Only when I say the word hate right now, it’s nothing like what I was feeling before. This hate is ordinary hate, like when you hate Brussels sprouts or PE. That other hate had weight and texture; it took up space and vibrated in my chest like a gong being struck. I try to explain.

“I don’t hate you, Raymond! And not everyone all the time. But some people some of the time. Like Brendon—you know I hate him, but when I say that now, it’s different than when I said it in class. That was hate hate. I don’t … I can’t…”

Raymond puts an open hand completely over my face, fingers spread, palm on my lips—“Interrupting starfish”—then removes it. He studies me. “This is serious. You’re mega upset.”

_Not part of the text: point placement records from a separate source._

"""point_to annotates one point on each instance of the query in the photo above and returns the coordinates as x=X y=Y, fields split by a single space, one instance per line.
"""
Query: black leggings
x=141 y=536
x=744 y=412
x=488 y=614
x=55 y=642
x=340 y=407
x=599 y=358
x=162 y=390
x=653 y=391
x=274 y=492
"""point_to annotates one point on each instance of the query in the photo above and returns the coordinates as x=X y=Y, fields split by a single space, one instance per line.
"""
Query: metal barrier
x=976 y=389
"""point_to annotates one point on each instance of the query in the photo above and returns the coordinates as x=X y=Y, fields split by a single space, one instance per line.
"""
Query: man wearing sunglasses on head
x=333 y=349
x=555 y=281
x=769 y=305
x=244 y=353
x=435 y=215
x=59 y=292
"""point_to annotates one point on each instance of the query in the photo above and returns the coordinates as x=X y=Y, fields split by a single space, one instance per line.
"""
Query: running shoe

“It was horrible, Raymond. Humiliating! Everyone laughing at me. But before it was horrible, it was…”

I stop short because I realize that I’m about to say something I’m not sure I want to say aloud. Because saying it aloud will make it real, and I’m not sure I want it to be real and I’m not sure that anyone should know this about me, not even my best friend who knows just about everything else.

“The truth? It’s kind of ugly.”

He puts his fingertips on his wrist, mock checks his pulse. “I took my vitamins today. I can handle it.”

“Before. When I shouted ‘I hate everyone.’ It was fun—the best feeling I ever had in my life.”

He looks puzzled. “You mean, letting it all out and saying what you felt? I get it. That can feel good.”

“Yes! No! It was more than that. A power! The way it took over and took me away. I wanted to stay there.”

He’s still confused. “What took you over? Stay where?”

“There!”

I realize how whacked that must sound. I don’t have a clue about where there is or what I’m really trying to say, so I give a nervous giggle and pretend to make light of it. “So what do you think? Am I a complete raging psycho?”

Instead of answering with one of his wisecracks, Raymond lets his eyes go vacant and his jaw drop open. I hear him breathing through his mouth. The first time I saw him get this look, it freaked me out. I worried that he was having a seizure that knocked out fifty IQ points. But with Raymond, the more stupid he looks, the harder you know he’s thinking. Right now he looks really dumb, so I assume his synapses are working overtime. He murmurs a few random words and half phrases. I know to keep my mouth shut until he’s ready.

He drapes his arm around my shoulder again. He’s a toucher, another thing that annoys most people. I scoot closer to him on the step. I like feeling Raymond’s weight on my shoulder, knowing that he’s on my side.